All in all, this will be the Chicken Little moment for Vets. Either the sky is falling as the VCS has unarguably pointed out-or it isn’t and its just a “perception” problem. When a Veteran has to wait 89 days to see a mental health expert and chooses to end his life while waiting, I submit the sky is falling. When 18 Veterans a day chose this option because they have lost their ability to “perceive a solution” then I, too, submit that it is time for the Court to intercede on their (and our) behalf and correct this injustice. The alternative is too egregious to be allowed to continue.

http://www.ca9.uscourts.gov/media/ Third case down on the docket.

About asknod

VA claims blogger
This entry was posted in Fed. Cir. & Supreme Ct. and tagged , , . Bookmark the permalink.

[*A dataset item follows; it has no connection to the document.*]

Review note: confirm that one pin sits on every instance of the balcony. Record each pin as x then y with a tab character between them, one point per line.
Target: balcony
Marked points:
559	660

1 Response to 9TH CIR.–VCS v. PEAKE et al

  1. Randy Nesbitt says:

    In your article you mentioned waiting for 89 days to see a mental health expert. This is but one of the many delays that are brought forth each and every day. One has but to look at the numbers of veterans who are now deceased due to the effects of Agent Orange who were denied help due to the fact that the VA denied there was any correlation or causal effect. It was not until 2011 that the Vets were finally heard and assistance forthcoming. Once again it is a system borne of the, “too little too late” category. The practice continues each and every day be it in the court system or within the DRO offices. It appears that once the wounded and afflicted have a lesser voice due to dwindling numbers then it is OK to spend the resources to help the remaining few. How many of those trying to find the correct path have actually seen combat or even worn the uniform?